How to choose the right PhD supervisor

If you have not started your doctoral programme yet, then investigate your potential supervisors’ publication quality as well as their supervisory approach. PHOTO| FILE| NATION MEDIA GROUP

What you need to know:

  • The dissertation stands as the ubiquitous pinnacle of every doctoral programme.
  • It represents a labour of love, toil, and devotion to a specific topic with deep unique research and analysis.
  • A doctoral supervisor who works one-on-one with doctoral candidates proves integral to achieving dissertation completion.

As executives conquer the business world, they often imagine a different career for the second half of their life that involves university lecturing.

Commensurate with Kenya’s Commission for University Education (CUE) directive that all university lecturers hold an earned doctorate in their field of teaching, the demand for PhDs continues to surge.

Following last week’s Business Talk article on “What to look out for when choosing a PhD programme”, many current disgruntled doctoral students sent a flood of requests seeking advice to ascertain supervisors, courses, and institutions once already enrolled.

Inasmuch, Business Talk will undergo a multi-part series to assist doctoral learners already in programmes.

The dissertation stands as the ubiquitous pinnacle of every doctoral programme. It represents a labour of love, toil, and devotion to a specific topic with deep unique research and analysis.

A doctoral supervisor who works one-on-one with doctoral candidates proves integral to achieving dissertation completion.

Last week we delved into how to select a supervisor based on their credible high-quality research output. Today, let us examine additional criteria for doctoral supervisor selection revolving around their supervisory approach and motivation.

'THE FLOATER'

First, doctoral candidates may face the “floater”. Doctoral supervisors famously love to let their students float. Instead of utilising instructive behaviour as is done with Masters and Bachelors students, most doctoral supervisors utilise response behaviour.

They tend to only respond to direct questions and are less likely to assist the student to formulate their ideas, do analysis, or point in right directions in literature.

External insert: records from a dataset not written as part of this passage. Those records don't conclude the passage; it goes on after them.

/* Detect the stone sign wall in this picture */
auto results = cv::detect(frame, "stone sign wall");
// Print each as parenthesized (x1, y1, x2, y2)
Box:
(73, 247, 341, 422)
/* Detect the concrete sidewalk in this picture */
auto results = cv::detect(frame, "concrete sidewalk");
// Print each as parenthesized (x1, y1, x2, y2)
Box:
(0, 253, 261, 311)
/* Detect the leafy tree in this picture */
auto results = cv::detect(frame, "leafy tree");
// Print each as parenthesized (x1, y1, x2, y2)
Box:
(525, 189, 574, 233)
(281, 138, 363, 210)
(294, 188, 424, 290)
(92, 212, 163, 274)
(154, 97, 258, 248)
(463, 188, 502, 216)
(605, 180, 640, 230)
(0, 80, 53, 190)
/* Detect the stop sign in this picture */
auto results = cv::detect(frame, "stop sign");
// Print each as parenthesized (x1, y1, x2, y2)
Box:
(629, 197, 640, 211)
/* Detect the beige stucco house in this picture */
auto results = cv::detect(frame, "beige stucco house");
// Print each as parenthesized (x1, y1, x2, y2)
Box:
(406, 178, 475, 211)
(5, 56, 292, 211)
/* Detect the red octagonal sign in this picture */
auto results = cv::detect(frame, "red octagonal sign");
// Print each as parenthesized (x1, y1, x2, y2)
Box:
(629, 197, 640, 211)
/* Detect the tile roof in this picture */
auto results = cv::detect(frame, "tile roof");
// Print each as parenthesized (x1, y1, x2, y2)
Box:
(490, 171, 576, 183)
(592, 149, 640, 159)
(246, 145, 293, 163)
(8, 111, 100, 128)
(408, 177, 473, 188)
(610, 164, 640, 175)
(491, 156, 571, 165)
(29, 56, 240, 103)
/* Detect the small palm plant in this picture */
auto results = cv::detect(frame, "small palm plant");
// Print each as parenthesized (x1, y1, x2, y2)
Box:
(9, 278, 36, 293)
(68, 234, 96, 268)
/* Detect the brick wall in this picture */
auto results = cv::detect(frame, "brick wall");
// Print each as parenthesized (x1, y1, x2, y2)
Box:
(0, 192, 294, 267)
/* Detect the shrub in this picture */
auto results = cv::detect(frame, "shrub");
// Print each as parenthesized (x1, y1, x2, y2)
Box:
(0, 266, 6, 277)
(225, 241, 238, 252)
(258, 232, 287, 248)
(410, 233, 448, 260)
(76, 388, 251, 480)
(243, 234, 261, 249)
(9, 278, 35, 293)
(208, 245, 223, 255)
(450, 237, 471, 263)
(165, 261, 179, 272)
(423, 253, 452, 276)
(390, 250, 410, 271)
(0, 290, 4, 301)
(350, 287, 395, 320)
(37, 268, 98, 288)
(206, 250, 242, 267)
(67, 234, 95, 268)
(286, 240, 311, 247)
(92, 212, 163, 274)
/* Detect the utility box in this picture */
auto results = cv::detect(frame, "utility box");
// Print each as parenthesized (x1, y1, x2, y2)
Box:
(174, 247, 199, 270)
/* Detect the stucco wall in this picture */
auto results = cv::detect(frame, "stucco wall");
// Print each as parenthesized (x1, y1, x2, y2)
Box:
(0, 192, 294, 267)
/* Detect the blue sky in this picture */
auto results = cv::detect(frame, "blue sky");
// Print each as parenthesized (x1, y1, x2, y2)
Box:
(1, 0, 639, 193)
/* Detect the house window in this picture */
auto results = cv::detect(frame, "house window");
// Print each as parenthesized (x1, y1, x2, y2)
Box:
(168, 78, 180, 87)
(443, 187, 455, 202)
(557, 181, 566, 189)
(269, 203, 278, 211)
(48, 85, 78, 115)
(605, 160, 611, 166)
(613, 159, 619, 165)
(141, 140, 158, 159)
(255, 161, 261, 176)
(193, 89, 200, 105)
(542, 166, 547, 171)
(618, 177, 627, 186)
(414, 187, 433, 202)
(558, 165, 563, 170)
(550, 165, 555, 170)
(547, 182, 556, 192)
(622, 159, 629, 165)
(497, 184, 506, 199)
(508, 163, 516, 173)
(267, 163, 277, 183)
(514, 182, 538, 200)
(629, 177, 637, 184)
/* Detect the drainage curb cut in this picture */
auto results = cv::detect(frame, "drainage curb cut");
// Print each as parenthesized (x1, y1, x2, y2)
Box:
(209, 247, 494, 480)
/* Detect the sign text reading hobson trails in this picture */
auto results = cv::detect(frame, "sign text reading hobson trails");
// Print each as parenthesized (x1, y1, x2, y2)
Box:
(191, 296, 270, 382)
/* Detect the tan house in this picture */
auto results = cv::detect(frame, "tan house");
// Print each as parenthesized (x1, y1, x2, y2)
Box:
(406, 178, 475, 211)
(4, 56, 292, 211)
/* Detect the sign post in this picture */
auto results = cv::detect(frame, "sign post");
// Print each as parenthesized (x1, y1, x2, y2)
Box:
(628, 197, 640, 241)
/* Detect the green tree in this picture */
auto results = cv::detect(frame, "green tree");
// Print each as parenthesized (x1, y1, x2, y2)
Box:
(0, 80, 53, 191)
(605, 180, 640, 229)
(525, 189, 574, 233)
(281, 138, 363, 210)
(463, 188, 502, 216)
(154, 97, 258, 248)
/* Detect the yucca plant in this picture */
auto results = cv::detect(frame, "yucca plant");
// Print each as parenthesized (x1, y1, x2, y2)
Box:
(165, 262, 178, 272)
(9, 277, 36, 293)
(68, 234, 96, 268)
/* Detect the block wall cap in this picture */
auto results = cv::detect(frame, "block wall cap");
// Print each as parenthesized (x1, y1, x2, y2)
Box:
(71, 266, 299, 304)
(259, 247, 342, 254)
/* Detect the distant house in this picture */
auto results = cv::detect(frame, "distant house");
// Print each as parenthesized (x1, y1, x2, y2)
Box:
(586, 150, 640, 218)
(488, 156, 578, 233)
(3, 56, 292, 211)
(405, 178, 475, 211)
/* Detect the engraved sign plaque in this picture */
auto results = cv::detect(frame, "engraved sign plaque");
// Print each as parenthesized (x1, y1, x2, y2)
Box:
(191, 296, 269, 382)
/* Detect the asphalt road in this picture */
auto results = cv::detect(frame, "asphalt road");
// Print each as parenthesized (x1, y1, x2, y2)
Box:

So, students at the doctorate level wait, revise, ponder, and get confused in often never-ending cycles without quite getting the clarity they so desperately seek.

Doctoral candidates should seek a supervisor who assists them to connect the dots and logically connect concepts found in literature and methodology techniques without too much metaphorical handholding.

Second, on the other hand, some doctoral students may experience a rarer breed of supervisor who is equally problematic called the “free rider”.

Some supervisors try to thrust their own personal research agenda onto the student in a quest to ride on the back of the learner’s hard work so as to attach their name to the student’s publications but within the supervisor’s specific interests and passions and not those of the student.

Instead, supervisors should try to provide candidates with the scientific backdrop to the candidate’s dreams and goals and help the student examine a plausible problem scientifically.

Third, one may face the “knit picker”. Doctoral supervisory knit picking often originates from a lack of personal research achievement or knowledge in their discipline, so they focus on correcting students’ minutia instead of empowering the learner with the bigger and broader cutting-edge trends needed for a credible doctoral dissertation.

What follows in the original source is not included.